Nominations Solicited for the 2013 Al Copeland Humanitarian Award

It is time once again for us to solicit nominations for the Al Copeland Humanitarian Award.  The criteria of the Al Copeland Humanitarian Award can be summarized by quoting our original blog post in which we sang the praises of Al Copeland and all that he did for humanity:

Al Copeland may not have done the most to benefit humanity, but he certainly did more than many people who receive such awards.  Chicago gave Bill Ayers their Citizen of the Year award in 1997.  And the Nobel Peace Prize has too often gone to a motley crew including unrepentant terrorist, Yassir Arafat, and fictional autobiography writer, Rigoberta Menchu.   Local humanitarian awards tend to go to hack politicians or community activists.  From all these award recipients you might think that a humanitarian was someone who stopped throwing bombs… or who you hoped would picket, tax, regulate, or imprison someone else.

Al Copeland never threatened to bomb, picket, tax, regulate, or imprison anyone.  By that standard alone he would be much more of a humanitarian.  But Al Copeland did even more — he gave us spicy chicken.”

Last year’s winner of “The Al” was George P. Mitchell, a pioneer in the use of fracking to obtain more, cheap and clean natural gas.  As I wrote last year about why Mitchell won:

George P. Mitchell didn’t even invent the techniques that he commercialized to extract significantly more natural gas.  Mitchell’s efforts didn’t just reduce carbon emissions by making clean energy plentiful, as Matt documents in his nomination.  Mitchell demonstrated how improving the human condition, including improving the environment, is more likely to come from individual freedom and capitalism than from government coercion.

Yes, Mitchell was richly rewarded financially for his accomplishments, but we’ve already established that making money in no way undermines one’s case for having improved the human condition.

Mitchell won over a group of other worthy nominees:  Banksy, Ransom E. Olds, Stan Honey, and Alfred Fielding and Marc Chavannes.

In 2011 “The Al” went to Earle Haas, the inventor of the modern tampon.  Thanks to Anna for nominating him and recognizing that advances in equal opportunity for women had as much or more to do with entrepreneurs than government mandates.  Haas beat his fellow nominees:  Charles Montesquieu, the political philosopher, David Einhorn, the short-seller, and Steve Wynn, the casino mogul.

The 2010  winner of  “The Al” was Wim Nottroth, the man who resisted Rotterdam police efforts to destroy a mural that read “Thou Shall Not Kill” following the murder of Theo van Gogh by an Islamic extremist.  He beat out  The Most Interesting Man in the World, the fictional spokesman for Dos Equis and model of masculine virtue, Stan Honey, the inventor of the yellow first down line in TV football broadcasts, Herbert Dow, the founder of Dow Chemical and subverter of a German chemicals cartel, and Marion Donovan and Victor Mills, the developers of the disposable diaper.

And the 2009 winner of “The Al” was  Debrilla M. Ratchford, who significantly improved the human condition by inventing the rollerbag.  She beat out Steve Henson, who gave us ranch dressing,  Fasi Zaka, who ridiculed the Taliban,  Ralph Teetor, who invented cruise control, and Mary Quant, who popularized the miniskirt.

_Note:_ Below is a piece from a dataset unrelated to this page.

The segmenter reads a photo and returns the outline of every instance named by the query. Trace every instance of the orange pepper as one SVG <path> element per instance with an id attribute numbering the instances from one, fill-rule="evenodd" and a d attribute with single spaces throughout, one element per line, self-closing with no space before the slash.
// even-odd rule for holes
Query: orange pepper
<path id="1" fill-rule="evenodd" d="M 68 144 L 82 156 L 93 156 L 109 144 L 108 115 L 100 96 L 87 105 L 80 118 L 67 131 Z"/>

Nominations can be submitted by emailing a draft of a blog post advocating for your nominee.  If I like it, I will post it with your name attached.  Remember that the basic criteria is that we are looking for someone who significantly improved the human condition even if they made a profit in doing so.  Helping yourself does not nullify helping others.  And, like Al Copeland, nominees need not be perfect or widely recognized people.

7 Responses to Nominations Solicited for the 2013 Al Copeland Humanitarian Award

  1. Christopher Vincent says:

    I nominate Jim Moore a fruit breeder who is the main reason we get fresh blackberries in the grocery store. He bred the first thornless, erect blackberries, saving the fingers of children in U-pick farms nationwide. He also bred firm fruited varieties, which is the reason we can eat fresh blackeberries from the store, and don’t have to go looking for fencerows to try our luck against ticks and birds. He bred several fruit species in Arkansas, which, it turns out is a very harsh environment, so the varieties that do well in Arkansas, do incredibly well in other places. Thus nearly every blackberry you find in the grocery store comes from his lines now grown in Mexico and Chile. He’s also an all around nice guy.

  2. Greg Forster says:

    Correction: The first person to win The Al was Al Copeland.

  3. […] of year when a blogger’s thoughts turn toward the Al Copeland Humanitarian of the Year Award! Nominations have been opened for this year’s award. Keep your eyes on Jay’s blog, because I’ve been saving up ideas for people to nominate […]

  4. Natty Bumpoo says:

    This is stupid.

    • Greg Forster says:

      Looks like someone’s angling for a Higgy nomination! Be patient – that’s not till spring. But we’ll keep your name on file.